Looking in Three Dimensions

‘Looking in Three Dimensions’ etchings by Anne Moorhouse


I created these portraits of my father, brother and grandfather to be seen as an ensemble; originally encased in a wooden frame, the viewer would be able to look at the three coloured etching plates as superimposed images. The faces of the three subjects look out at us as a unit.

Rather than creating prints from the etching plates, I elected to keep the plate itself as a finished image. I sought to challenge the idea that an etching plate is a mere tool in the artist’s creative process. I wanted to suggest that an etching plate has qualities of considerable interest in its own right. The work offers the viewer a new form of engagement with this medium. By inking each plate in a different colour, and superimposing them on top of the other, I was able to evoke a far more dynamic connection between the subjects. A theme of the work is family relationships. I was exploring how portraiture is not simply an interaction between the viewer and one subject, but can involve a far richer, more complex dialogue between us and a number of individuals.

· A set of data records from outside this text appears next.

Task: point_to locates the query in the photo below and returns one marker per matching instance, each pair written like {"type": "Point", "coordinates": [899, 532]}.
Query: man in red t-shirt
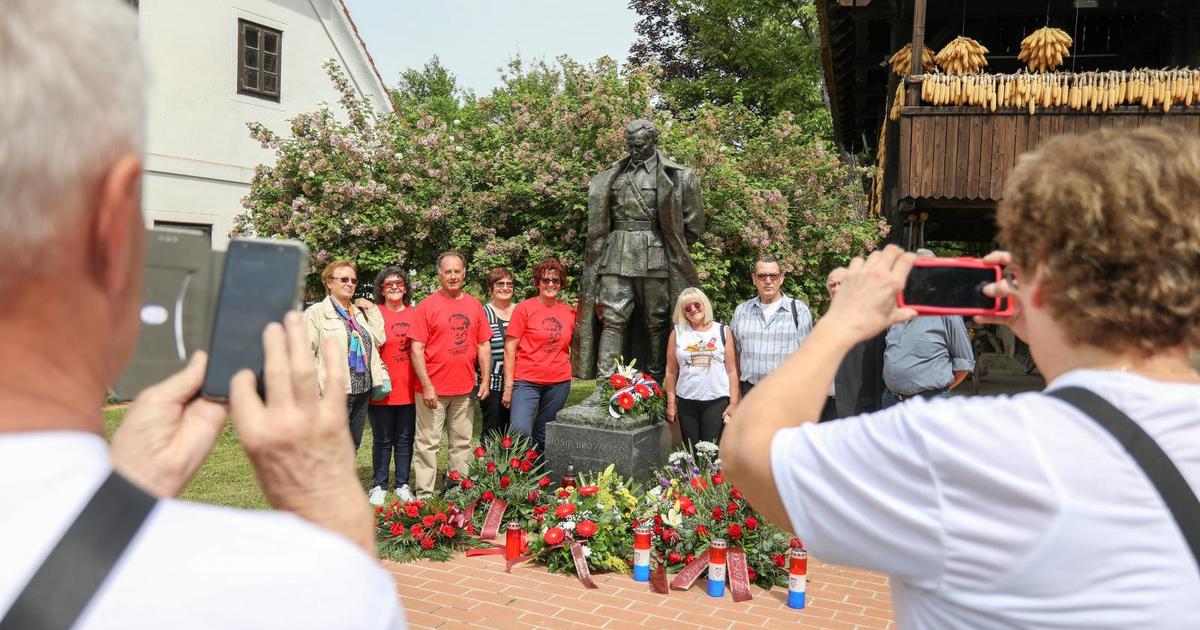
{"type": "Point", "coordinates": [449, 336]}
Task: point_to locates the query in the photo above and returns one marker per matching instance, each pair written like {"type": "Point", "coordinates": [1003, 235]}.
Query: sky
{"type": "Point", "coordinates": [475, 37]}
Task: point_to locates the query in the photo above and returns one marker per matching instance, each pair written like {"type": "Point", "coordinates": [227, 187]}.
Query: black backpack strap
{"type": "Point", "coordinates": [1157, 465]}
{"type": "Point", "coordinates": [82, 559]}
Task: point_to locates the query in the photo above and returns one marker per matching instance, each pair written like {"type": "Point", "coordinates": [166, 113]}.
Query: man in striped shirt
{"type": "Point", "coordinates": [768, 328]}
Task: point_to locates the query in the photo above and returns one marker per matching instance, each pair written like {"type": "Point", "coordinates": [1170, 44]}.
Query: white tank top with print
{"type": "Point", "coordinates": [701, 355]}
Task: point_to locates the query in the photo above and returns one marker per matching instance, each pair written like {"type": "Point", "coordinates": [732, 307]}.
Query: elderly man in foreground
{"type": "Point", "coordinates": [71, 243]}
{"type": "Point", "coordinates": [1021, 511]}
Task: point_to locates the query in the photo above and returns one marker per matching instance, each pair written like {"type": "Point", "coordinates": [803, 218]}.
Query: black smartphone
{"type": "Point", "coordinates": [952, 286]}
{"type": "Point", "coordinates": [262, 281]}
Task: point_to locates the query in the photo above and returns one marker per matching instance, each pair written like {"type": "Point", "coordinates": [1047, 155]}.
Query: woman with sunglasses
{"type": "Point", "coordinates": [499, 311]}
{"type": "Point", "coordinates": [538, 355]}
{"type": "Point", "coordinates": [394, 417]}
{"type": "Point", "coordinates": [702, 371]}
{"type": "Point", "coordinates": [358, 325]}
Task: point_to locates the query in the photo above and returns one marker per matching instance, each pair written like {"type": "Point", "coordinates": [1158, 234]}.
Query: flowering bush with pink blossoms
{"type": "Point", "coordinates": [505, 179]}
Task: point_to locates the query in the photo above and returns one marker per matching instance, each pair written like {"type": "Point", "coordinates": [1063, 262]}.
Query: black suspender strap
{"type": "Point", "coordinates": [1158, 467]}
{"type": "Point", "coordinates": [82, 559]}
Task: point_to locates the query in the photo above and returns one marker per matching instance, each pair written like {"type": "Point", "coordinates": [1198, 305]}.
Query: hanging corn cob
{"type": "Point", "coordinates": [963, 55]}
{"type": "Point", "coordinates": [901, 61]}
{"type": "Point", "coordinates": [1045, 48]}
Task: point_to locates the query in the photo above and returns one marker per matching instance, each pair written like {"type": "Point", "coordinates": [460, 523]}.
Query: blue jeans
{"type": "Point", "coordinates": [533, 406]}
{"type": "Point", "coordinates": [889, 399]}
{"type": "Point", "coordinates": [393, 427]}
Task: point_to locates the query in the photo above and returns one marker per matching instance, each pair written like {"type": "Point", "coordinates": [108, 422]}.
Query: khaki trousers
{"type": "Point", "coordinates": [455, 413]}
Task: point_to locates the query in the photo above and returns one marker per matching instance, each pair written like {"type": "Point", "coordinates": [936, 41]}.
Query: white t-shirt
{"type": "Point", "coordinates": [191, 565]}
{"type": "Point", "coordinates": [997, 513]}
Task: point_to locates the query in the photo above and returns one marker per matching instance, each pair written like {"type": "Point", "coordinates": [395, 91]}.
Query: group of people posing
{"type": "Point", "coordinates": [415, 371]}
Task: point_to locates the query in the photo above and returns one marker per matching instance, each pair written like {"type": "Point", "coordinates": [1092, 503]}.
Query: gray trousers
{"type": "Point", "coordinates": [617, 298]}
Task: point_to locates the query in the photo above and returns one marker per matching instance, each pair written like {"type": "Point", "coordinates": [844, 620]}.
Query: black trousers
{"type": "Point", "coordinates": [393, 427]}
{"type": "Point", "coordinates": [357, 411]}
{"type": "Point", "coordinates": [701, 420]}
{"type": "Point", "coordinates": [496, 415]}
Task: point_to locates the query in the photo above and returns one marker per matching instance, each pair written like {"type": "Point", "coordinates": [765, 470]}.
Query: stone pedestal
{"type": "Point", "coordinates": [585, 436]}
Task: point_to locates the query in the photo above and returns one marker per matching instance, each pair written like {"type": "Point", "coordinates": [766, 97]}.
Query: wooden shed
{"type": "Point", "coordinates": [945, 166]}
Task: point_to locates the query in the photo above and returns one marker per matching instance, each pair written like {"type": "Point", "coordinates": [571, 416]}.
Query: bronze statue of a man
{"type": "Point", "coordinates": [643, 213]}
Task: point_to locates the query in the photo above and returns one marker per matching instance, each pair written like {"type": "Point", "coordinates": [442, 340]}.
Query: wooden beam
{"type": "Point", "coordinates": [918, 37]}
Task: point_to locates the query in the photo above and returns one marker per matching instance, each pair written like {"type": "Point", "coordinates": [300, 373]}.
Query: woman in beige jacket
{"type": "Point", "coordinates": [357, 325]}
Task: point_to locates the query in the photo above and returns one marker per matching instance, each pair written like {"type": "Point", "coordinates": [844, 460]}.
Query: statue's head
{"type": "Point", "coordinates": [641, 138]}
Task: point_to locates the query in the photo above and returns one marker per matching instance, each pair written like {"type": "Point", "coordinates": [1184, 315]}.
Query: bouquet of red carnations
{"type": "Point", "coordinates": [629, 391]}
{"type": "Point", "coordinates": [691, 504]}
{"type": "Point", "coordinates": [421, 529]}
{"type": "Point", "coordinates": [504, 480]}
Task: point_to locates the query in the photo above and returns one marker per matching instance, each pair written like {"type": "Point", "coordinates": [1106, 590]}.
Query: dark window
{"type": "Point", "coordinates": [203, 228]}
{"type": "Point", "coordinates": [258, 60]}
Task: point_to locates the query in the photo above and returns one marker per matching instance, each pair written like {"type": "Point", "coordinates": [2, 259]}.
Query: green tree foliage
{"type": "Point", "coordinates": [505, 180]}
{"type": "Point", "coordinates": [763, 53]}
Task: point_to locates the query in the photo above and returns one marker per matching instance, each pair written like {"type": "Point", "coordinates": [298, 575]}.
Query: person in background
{"type": "Point", "coordinates": [925, 357]}
{"type": "Point", "coordinates": [768, 327]}
{"type": "Point", "coordinates": [72, 124]}
{"type": "Point", "coordinates": [538, 354]}
{"type": "Point", "coordinates": [858, 387]}
{"type": "Point", "coordinates": [702, 371]}
{"type": "Point", "coordinates": [358, 325]}
{"type": "Point", "coordinates": [394, 418]}
{"type": "Point", "coordinates": [450, 342]}
{"type": "Point", "coordinates": [501, 286]}
{"type": "Point", "coordinates": [1019, 511]}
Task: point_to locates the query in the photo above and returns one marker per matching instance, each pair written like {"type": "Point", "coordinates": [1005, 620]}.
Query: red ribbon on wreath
{"type": "Point", "coordinates": [641, 387]}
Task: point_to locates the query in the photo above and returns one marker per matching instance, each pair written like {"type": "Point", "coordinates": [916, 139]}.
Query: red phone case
{"type": "Point", "coordinates": [1003, 306]}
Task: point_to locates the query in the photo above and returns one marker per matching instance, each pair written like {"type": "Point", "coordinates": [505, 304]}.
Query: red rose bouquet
{"type": "Point", "coordinates": [629, 391]}
{"type": "Point", "coordinates": [595, 515]}
{"type": "Point", "coordinates": [693, 504]}
{"type": "Point", "coordinates": [421, 529]}
{"type": "Point", "coordinates": [505, 468]}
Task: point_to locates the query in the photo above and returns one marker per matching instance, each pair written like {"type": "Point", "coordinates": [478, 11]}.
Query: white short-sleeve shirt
{"type": "Point", "coordinates": [997, 513]}
{"type": "Point", "coordinates": [191, 565]}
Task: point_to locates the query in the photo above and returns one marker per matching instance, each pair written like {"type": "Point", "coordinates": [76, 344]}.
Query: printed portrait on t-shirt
{"type": "Point", "coordinates": [553, 329]}
{"type": "Point", "coordinates": [701, 353]}
{"type": "Point", "coordinates": [399, 335]}
{"type": "Point", "coordinates": [460, 325]}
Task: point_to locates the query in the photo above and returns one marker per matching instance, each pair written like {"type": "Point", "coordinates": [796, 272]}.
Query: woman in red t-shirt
{"type": "Point", "coordinates": [538, 355]}
{"type": "Point", "coordinates": [394, 419]}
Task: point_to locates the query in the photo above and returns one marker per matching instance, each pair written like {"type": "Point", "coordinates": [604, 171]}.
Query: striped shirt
{"type": "Point", "coordinates": [499, 328]}
{"type": "Point", "coordinates": [762, 343]}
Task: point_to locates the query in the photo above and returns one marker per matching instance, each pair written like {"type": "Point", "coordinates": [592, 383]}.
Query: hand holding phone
{"type": "Point", "coordinates": [954, 287]}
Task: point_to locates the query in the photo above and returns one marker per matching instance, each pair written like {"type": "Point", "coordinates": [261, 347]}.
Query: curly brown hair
{"type": "Point", "coordinates": [1114, 219]}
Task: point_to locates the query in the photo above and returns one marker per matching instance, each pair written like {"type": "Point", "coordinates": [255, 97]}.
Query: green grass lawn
{"type": "Point", "coordinates": [227, 478]}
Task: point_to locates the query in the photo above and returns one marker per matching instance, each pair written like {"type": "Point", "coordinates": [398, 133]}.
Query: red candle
{"type": "Point", "coordinates": [513, 541]}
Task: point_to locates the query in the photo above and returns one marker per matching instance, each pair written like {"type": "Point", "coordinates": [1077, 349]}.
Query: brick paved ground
{"type": "Point", "coordinates": [477, 592]}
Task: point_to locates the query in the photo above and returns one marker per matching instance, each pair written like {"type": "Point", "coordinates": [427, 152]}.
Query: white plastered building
{"type": "Point", "coordinates": [216, 65]}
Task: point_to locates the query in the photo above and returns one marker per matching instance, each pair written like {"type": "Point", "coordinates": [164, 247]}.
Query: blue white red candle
{"type": "Point", "coordinates": [797, 579]}
{"type": "Point", "coordinates": [717, 568]}
{"type": "Point", "coordinates": [642, 553]}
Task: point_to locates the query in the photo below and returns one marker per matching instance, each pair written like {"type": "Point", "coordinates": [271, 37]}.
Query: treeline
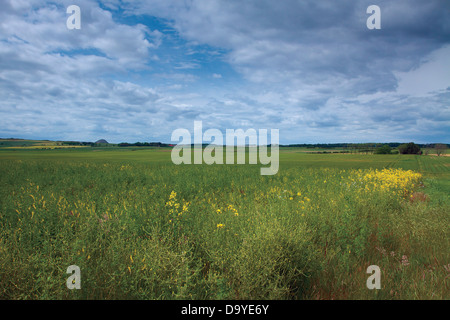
{"type": "Point", "coordinates": [144, 144]}
{"type": "Point", "coordinates": [77, 143]}
{"type": "Point", "coordinates": [353, 145]}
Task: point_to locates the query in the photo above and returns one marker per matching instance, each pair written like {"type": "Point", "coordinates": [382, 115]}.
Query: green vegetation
{"type": "Point", "coordinates": [140, 227]}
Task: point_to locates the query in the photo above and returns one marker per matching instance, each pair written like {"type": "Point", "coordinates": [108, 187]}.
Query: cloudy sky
{"type": "Point", "coordinates": [137, 70]}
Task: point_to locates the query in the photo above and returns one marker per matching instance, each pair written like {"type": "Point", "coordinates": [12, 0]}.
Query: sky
{"type": "Point", "coordinates": [138, 70]}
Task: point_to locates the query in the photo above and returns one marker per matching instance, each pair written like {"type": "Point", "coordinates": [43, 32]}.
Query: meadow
{"type": "Point", "coordinates": [140, 227]}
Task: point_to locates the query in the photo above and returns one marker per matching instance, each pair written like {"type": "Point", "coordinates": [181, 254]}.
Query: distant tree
{"type": "Point", "coordinates": [383, 150]}
{"type": "Point", "coordinates": [440, 148]}
{"type": "Point", "coordinates": [409, 148]}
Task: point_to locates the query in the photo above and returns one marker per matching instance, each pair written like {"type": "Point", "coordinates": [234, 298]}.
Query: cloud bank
{"type": "Point", "coordinates": [137, 70]}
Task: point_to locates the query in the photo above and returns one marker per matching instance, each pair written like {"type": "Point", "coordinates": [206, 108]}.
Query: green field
{"type": "Point", "coordinates": [140, 227]}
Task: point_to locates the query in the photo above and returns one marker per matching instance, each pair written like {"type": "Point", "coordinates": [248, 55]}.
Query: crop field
{"type": "Point", "coordinates": [140, 227]}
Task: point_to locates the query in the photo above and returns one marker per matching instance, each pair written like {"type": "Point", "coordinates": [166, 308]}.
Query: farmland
{"type": "Point", "coordinates": [140, 227]}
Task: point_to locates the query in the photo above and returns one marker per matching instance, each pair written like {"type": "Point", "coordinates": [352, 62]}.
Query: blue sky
{"type": "Point", "coordinates": [138, 70]}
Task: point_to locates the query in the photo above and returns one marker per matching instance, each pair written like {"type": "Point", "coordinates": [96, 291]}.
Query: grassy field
{"type": "Point", "coordinates": [140, 227]}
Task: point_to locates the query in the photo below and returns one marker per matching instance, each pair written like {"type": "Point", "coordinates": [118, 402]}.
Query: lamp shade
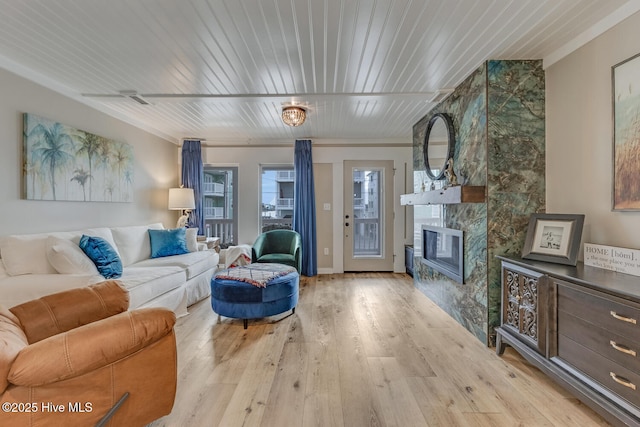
{"type": "Point", "coordinates": [181, 198]}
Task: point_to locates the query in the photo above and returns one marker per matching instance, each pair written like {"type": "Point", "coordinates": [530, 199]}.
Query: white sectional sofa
{"type": "Point", "coordinates": [34, 265]}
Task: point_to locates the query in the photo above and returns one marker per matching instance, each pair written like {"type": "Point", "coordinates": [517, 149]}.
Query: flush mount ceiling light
{"type": "Point", "coordinates": [293, 116]}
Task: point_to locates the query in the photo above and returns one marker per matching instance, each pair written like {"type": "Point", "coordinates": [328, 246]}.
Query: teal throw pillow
{"type": "Point", "coordinates": [103, 255]}
{"type": "Point", "coordinates": [168, 242]}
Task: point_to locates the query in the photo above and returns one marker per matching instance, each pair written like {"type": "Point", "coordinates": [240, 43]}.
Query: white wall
{"type": "Point", "coordinates": [155, 165]}
{"type": "Point", "coordinates": [579, 136]}
{"type": "Point", "coordinates": [334, 152]}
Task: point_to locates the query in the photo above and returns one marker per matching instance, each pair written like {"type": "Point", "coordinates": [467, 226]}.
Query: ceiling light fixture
{"type": "Point", "coordinates": [293, 116]}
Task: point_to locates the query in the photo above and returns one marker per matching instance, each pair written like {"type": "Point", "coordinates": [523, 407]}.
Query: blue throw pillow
{"type": "Point", "coordinates": [103, 256]}
{"type": "Point", "coordinates": [168, 242]}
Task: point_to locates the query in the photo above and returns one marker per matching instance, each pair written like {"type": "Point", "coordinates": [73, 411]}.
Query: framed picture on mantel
{"type": "Point", "coordinates": [626, 134]}
{"type": "Point", "coordinates": [553, 238]}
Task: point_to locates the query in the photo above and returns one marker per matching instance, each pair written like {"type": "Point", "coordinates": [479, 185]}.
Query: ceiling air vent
{"type": "Point", "coordinates": [440, 94]}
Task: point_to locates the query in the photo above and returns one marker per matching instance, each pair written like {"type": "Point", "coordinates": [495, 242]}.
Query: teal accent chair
{"type": "Point", "coordinates": [280, 247]}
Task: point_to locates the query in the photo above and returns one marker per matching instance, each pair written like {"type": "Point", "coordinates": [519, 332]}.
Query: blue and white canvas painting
{"type": "Point", "coordinates": [64, 163]}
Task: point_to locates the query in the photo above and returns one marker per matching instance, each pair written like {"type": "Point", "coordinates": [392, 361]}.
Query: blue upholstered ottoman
{"type": "Point", "coordinates": [254, 291]}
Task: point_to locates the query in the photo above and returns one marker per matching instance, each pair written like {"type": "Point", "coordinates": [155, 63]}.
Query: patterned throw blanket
{"type": "Point", "coordinates": [257, 274]}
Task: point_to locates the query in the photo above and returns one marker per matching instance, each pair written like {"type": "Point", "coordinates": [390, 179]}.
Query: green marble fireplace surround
{"type": "Point", "coordinates": [498, 114]}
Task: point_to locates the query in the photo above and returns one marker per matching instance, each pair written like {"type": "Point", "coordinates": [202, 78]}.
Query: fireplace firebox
{"type": "Point", "coordinates": [443, 250]}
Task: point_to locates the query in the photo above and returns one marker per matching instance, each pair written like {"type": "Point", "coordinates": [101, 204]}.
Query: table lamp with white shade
{"type": "Point", "coordinates": [182, 199]}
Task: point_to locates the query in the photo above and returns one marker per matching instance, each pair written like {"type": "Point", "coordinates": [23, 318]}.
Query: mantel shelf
{"type": "Point", "coordinates": [446, 196]}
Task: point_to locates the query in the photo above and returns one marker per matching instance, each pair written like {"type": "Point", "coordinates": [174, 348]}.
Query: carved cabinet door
{"type": "Point", "coordinates": [524, 305]}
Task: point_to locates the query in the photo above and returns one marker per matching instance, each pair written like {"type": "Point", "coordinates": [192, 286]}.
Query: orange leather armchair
{"type": "Point", "coordinates": [79, 358]}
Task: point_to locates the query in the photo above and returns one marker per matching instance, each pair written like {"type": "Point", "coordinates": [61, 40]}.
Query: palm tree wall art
{"type": "Point", "coordinates": [64, 163]}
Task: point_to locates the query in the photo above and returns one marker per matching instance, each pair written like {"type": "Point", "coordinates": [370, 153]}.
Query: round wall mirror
{"type": "Point", "coordinates": [439, 142]}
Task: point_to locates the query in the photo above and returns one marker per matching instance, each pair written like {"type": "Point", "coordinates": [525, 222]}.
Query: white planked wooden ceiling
{"type": "Point", "coordinates": [222, 69]}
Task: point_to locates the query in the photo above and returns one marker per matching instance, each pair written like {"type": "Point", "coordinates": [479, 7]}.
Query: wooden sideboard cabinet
{"type": "Point", "coordinates": [525, 298]}
{"type": "Point", "coordinates": [581, 326]}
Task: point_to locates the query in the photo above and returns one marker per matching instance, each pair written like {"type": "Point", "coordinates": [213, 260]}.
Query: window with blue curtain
{"type": "Point", "coordinates": [192, 177]}
{"type": "Point", "coordinates": [304, 206]}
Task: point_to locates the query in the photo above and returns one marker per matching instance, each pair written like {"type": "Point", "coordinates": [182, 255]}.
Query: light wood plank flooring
{"type": "Point", "coordinates": [360, 350]}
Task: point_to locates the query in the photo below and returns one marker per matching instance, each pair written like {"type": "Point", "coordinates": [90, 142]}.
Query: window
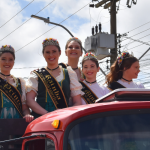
{"type": "Point", "coordinates": [110, 131]}
{"type": "Point", "coordinates": [40, 144]}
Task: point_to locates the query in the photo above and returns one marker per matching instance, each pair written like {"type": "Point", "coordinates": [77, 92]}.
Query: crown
{"type": "Point", "coordinates": [89, 55]}
{"type": "Point", "coordinates": [76, 39]}
{"type": "Point", "coordinates": [50, 41]}
{"type": "Point", "coordinates": [121, 57]}
{"type": "Point", "coordinates": [8, 48]}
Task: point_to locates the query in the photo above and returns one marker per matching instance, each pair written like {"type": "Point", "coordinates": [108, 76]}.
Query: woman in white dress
{"type": "Point", "coordinates": [12, 89]}
{"type": "Point", "coordinates": [52, 86]}
{"type": "Point", "coordinates": [123, 71]}
{"type": "Point", "coordinates": [73, 50]}
{"type": "Point", "coordinates": [91, 88]}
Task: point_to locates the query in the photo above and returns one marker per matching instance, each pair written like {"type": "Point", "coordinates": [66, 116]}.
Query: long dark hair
{"type": "Point", "coordinates": [116, 71]}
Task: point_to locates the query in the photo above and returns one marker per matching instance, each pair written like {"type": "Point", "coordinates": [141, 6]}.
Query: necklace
{"type": "Point", "coordinates": [52, 69]}
{"type": "Point", "coordinates": [73, 68]}
{"type": "Point", "coordinates": [5, 76]}
{"type": "Point", "coordinates": [126, 80]}
{"type": "Point", "coordinates": [90, 82]}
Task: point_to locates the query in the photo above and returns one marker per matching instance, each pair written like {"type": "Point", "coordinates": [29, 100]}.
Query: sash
{"type": "Point", "coordinates": [12, 94]}
{"type": "Point", "coordinates": [63, 65]}
{"type": "Point", "coordinates": [53, 88]}
{"type": "Point", "coordinates": [115, 85]}
{"type": "Point", "coordinates": [89, 95]}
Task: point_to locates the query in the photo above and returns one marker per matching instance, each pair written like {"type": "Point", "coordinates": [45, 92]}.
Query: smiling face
{"type": "Point", "coordinates": [90, 70]}
{"type": "Point", "coordinates": [6, 62]}
{"type": "Point", "coordinates": [133, 71]}
{"type": "Point", "coordinates": [51, 55]}
{"type": "Point", "coordinates": [73, 50]}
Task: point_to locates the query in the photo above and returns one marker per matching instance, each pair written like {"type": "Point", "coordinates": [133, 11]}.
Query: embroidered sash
{"type": "Point", "coordinates": [53, 88]}
{"type": "Point", "coordinates": [89, 95]}
{"type": "Point", "coordinates": [12, 94]}
{"type": "Point", "coordinates": [115, 85]}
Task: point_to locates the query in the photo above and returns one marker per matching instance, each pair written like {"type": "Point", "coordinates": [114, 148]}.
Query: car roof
{"type": "Point", "coordinates": [132, 94]}
{"type": "Point", "coordinates": [67, 115]}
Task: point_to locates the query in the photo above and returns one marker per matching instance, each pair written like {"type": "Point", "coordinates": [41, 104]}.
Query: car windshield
{"type": "Point", "coordinates": [119, 132]}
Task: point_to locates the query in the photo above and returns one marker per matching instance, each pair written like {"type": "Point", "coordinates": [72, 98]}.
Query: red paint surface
{"type": "Point", "coordinates": [67, 115]}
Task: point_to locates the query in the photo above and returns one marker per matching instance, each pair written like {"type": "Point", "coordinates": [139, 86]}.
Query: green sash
{"type": "Point", "coordinates": [12, 94]}
{"type": "Point", "coordinates": [89, 95]}
{"type": "Point", "coordinates": [115, 85]}
{"type": "Point", "coordinates": [53, 88]}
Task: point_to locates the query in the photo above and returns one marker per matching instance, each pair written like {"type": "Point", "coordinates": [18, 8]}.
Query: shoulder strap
{"type": "Point", "coordinates": [89, 95]}
{"type": "Point", "coordinates": [115, 85]}
{"type": "Point", "coordinates": [53, 88]}
{"type": "Point", "coordinates": [12, 94]}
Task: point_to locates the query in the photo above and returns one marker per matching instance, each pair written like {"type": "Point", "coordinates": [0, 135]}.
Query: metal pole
{"type": "Point", "coordinates": [113, 30]}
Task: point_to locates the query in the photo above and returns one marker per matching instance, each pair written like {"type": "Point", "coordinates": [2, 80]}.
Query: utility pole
{"type": "Point", "coordinates": [113, 27]}
{"type": "Point", "coordinates": [113, 30]}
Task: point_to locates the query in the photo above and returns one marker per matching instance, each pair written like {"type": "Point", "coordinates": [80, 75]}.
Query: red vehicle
{"type": "Point", "coordinates": [118, 121]}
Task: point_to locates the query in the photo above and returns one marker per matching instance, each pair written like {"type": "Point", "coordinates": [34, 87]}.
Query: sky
{"type": "Point", "coordinates": [26, 34]}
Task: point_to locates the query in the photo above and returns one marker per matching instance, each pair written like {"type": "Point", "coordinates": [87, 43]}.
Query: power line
{"type": "Point", "coordinates": [17, 14]}
{"type": "Point", "coordinates": [137, 34]}
{"type": "Point", "coordinates": [137, 27]}
{"type": "Point", "coordinates": [52, 28]}
{"type": "Point", "coordinates": [135, 40]}
{"type": "Point", "coordinates": [26, 21]}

Displayed in a wooden case, the viewer would be able to walk around the work in much the same way that we look at sculpture. Having multiple viewpoints and encouraging the viewer to explore the work from a number of angles, the work sits at an intersection between two-dimensional etching and the three-dimensionality of sculpture. By superimposing the plates, the viewer is unable to look at each subject in isolation. Identity becomes something collective; human meaning is shared and becomes dependent on their relationships with one another.